Yesterday I introduced the subject of curve-fitting. Today we'll examine the practical details.
A computer can do breathtaking things, like finding out 10 parameters in less than 1 seconds. If you rely too much on it, however, you will be often disappointed. Treat it like a thoroughbred and the computer will serve you faithfully. The first principle is to split any problem in parts. Although you can build a model that accounts for phase and baseline distortions, that's a wrong strategy. Spend all the time required for professional phase- and baseline- corrections. Then start assuming that your spectrum only contains lorentzian peaks.
You also have the precious weapon of gaussian lineshapes. They are not a natural shape into NMR spectra, therefore use them as little as possible. There are programs able to search for the optimal mix of functions. You can try this option too (when noise is moderate). Normally the result will be > 90% Lorentzian. When it happens, stick to purely Lorentzian shapes.
Before the game begins, you choose the battlefield, that is the portion(s) of the spectrum to fit. The number of experimental points must be higher than the number of parameters to fit. This can be a problem in 2D/3D spectroscopy. In the 1D case it's rarely a problem. Pick only the central part of the peak, that emerges from noise.
If the peaks nearby are weak, in comparison, don't include them or their tails into the battlefield. If you include them you also have to fit them. (Remember our motto: "Factorize!"). Into the picture I have highlighted the portion of the spectrum I'd sample to fit the central doublet. It's true that a Lorentzian curve has long tails, but it's not necessary to select them. If the magnetic field is not homogeneous, the tails are actually deleterious, because they deviate from the theoretical shape.
The fitting process doesn't start from vacuum. You have to declare the number of peaks and their tentative parameters. The computer itself can do it for you, but that's the part that humans do better. The frequencies are easy to guess, both for you and the computer. If you set them with care, you can be more vague with the remaining parameters. Anyway, the two operations (sensible guess and least-squares fit) can be repeated and mixed at will. After a fitting run, you can modify some parameters and try again. In the process, you can decide that a parameter can't be further optimized (often the frequency) and freeze the corresponding value. If the value is correct, there will be more chances of success (if it's not correct... more chances of failure).

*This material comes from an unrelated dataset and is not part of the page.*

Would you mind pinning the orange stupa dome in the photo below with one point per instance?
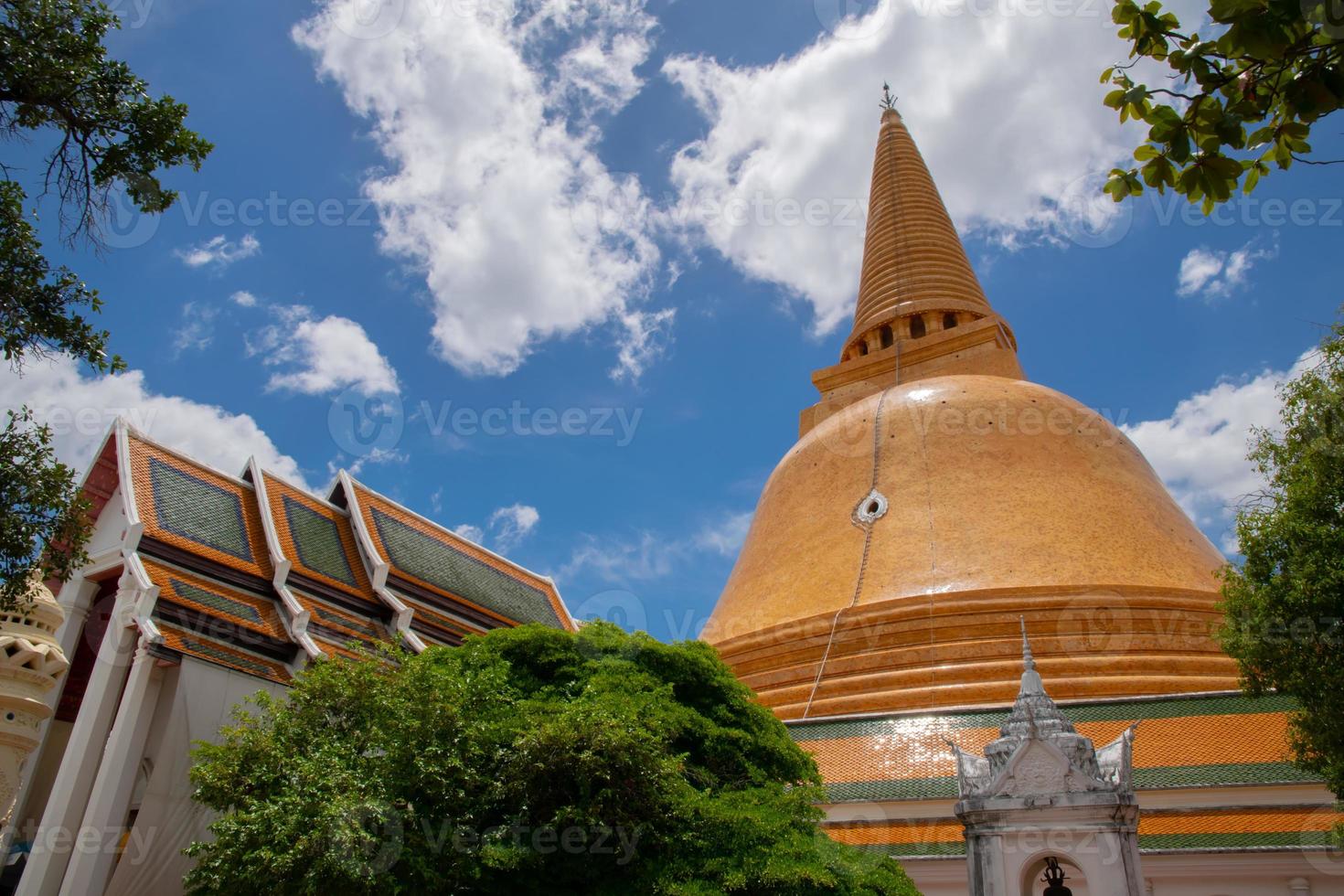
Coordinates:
(934, 496)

The least-squares algorithm converges into a local minimum, often but not necessarily the nearest one. A systematic grid search could probably find the absolute minimum, but it doesn't look like a sensible strategy. Most spectroscopists extract the NMR parameters without even knowing the word deconvolution, therefore you should be able to furnish a starting guess that's good enough and whose nearest minimum is also the global minimum. Everything can be done within the GUI: the definition of this starting guess is a graphic process, as simple as drawing a formula with ChemDraw.
You may think that with a suitable linear combination of many lorentzian and gaussian curves you can fit any mountain. That's almost true, but the computer might disagree. For example, if the experimental spectrum to fit only contains a single asymmetric peak and the starting guess is a doublet, during the fitting process the intensity of one of the model curves might go to zero. It means that the computer has decided that the peak is unique and nothing can change its mind. This is not a rule, you can often simulate a shoulder by declaring a small additional peak. If the program tends to cancel it, you can fix the parameters of the shoulder (set them manually and remove from the fitting). It is equivalent to subtracting the shoulder from the experimental peak and performing the deconvolution on the difference spectrum.
You may be tempted to define relations between the parameters. A trivial example is to keep equal the intensities of the two components of a doublet. Don't forget the roof effect or, in more general cases, quantum-mechanical effects. In such a case, instead of fitting the spectrum against a set of curves, fit it directly against a whole spin system. The problem is akin, but more specialized tools are implemented. I'll touch them sometime in future, but there is still another couple of things to say about curve-fitting. Tomorrow.